Insurers ponder cover for retirees
Insurers are wrestling with how to offer insurance to New Zealanders holding larger amounts of debt later in life.
Thursday, February 16th 2017, 6:00AM
by Susan Edmunds
David Boyle, group manager of investor education at the Commission for Financial Capability, said New Zealanders were holding debt longer, and later in life.
Many were not going into the workforce until their mid-20s and bought houses later than their parents had.
Research has found that a third of New Zealanders are on track to still have mortgages at 65. That mirrors a Canadian study, which found the number of people moving into retirement with debt has increased 60% over the past decade.
“They are going to need insurance to cover that liability,” Boyle said. “That’s what life insurance is there for, to protect you in the event of death when you have something like a mortgage.”

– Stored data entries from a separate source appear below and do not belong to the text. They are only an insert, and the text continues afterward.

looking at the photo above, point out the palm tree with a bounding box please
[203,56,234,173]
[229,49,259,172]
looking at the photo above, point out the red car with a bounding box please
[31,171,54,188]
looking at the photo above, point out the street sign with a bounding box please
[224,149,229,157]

But he said the cost of the cover could be hard for older people to bear. “When you get older and you review your insurance every year, it goes up every time as you get into a different age bracket.”

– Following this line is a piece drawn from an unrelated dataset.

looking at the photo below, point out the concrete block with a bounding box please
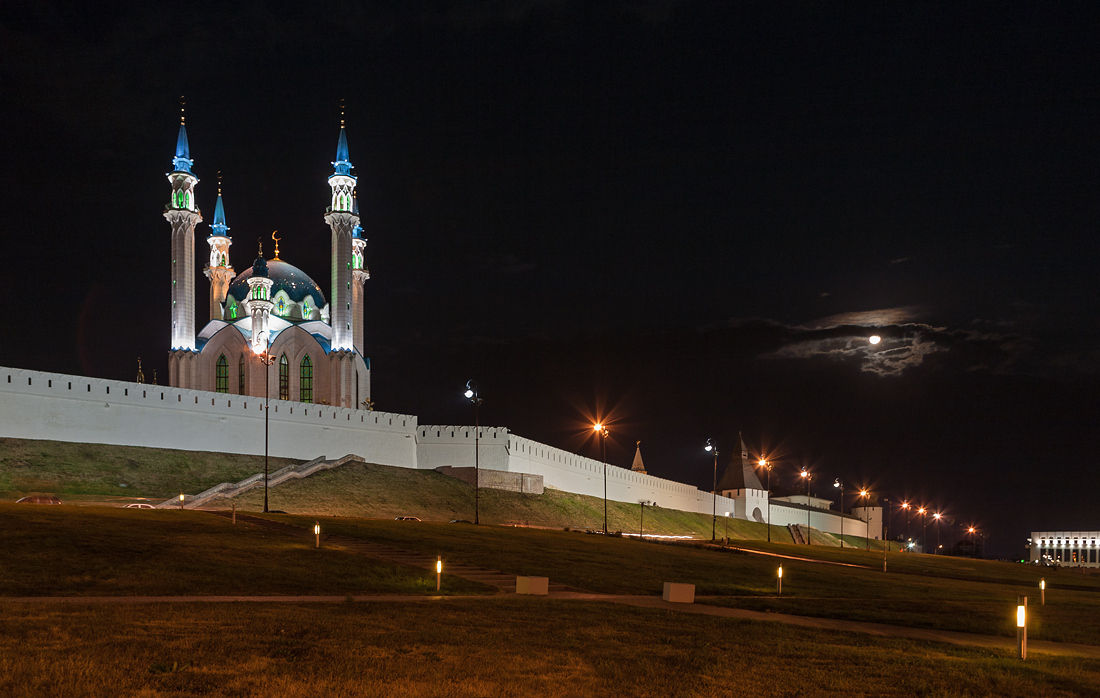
[516,576,549,595]
[662,582,695,604]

He said insurers would have to consider whether covering more people in those age brackets would enable them to reduce the premiums they charged.
“Our view is that people need to protect their assets and what matters to them. If people are having a mortgage longer they need to factor in that cost when they take out the debt. It’s an opportunity for the market and insurance businesses to come up with a product for that area, it’s only going to grow.”

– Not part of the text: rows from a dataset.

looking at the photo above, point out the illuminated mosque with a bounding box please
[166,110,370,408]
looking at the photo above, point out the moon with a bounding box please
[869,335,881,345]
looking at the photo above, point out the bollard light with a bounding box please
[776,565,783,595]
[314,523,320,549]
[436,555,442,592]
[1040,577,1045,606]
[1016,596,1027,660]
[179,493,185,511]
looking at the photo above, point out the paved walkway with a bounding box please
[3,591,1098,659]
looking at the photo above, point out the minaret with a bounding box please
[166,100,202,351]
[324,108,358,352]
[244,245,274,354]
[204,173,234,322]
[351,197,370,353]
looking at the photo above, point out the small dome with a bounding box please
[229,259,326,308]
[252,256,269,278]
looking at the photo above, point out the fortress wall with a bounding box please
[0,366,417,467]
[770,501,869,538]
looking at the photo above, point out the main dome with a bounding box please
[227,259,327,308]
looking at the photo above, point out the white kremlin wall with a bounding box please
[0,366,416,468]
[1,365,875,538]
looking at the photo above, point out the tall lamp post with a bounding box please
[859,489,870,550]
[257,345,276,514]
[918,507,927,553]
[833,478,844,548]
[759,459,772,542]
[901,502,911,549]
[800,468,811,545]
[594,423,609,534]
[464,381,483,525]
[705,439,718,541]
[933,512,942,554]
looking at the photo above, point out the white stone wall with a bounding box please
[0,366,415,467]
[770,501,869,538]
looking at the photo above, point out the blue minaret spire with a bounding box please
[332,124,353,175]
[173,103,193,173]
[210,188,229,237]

Natalie Cameron, chief executive of AIA, agreed there was a mounting underinsurance problem.
"Insurers do a lot of work on demographics and considering how best to deliver competitive prices in their chosen market segments," she said.
"At AIA, we believe we are competitive in the later demographics and we really like to support those clients, amongst other segments.
"Affordability will be a factor of personal risk levels but also of product design, competition, and how well we can look after and retain those clients. We have to offer products that deliver value and are affordable, and we have been able achieve that in the older demographics."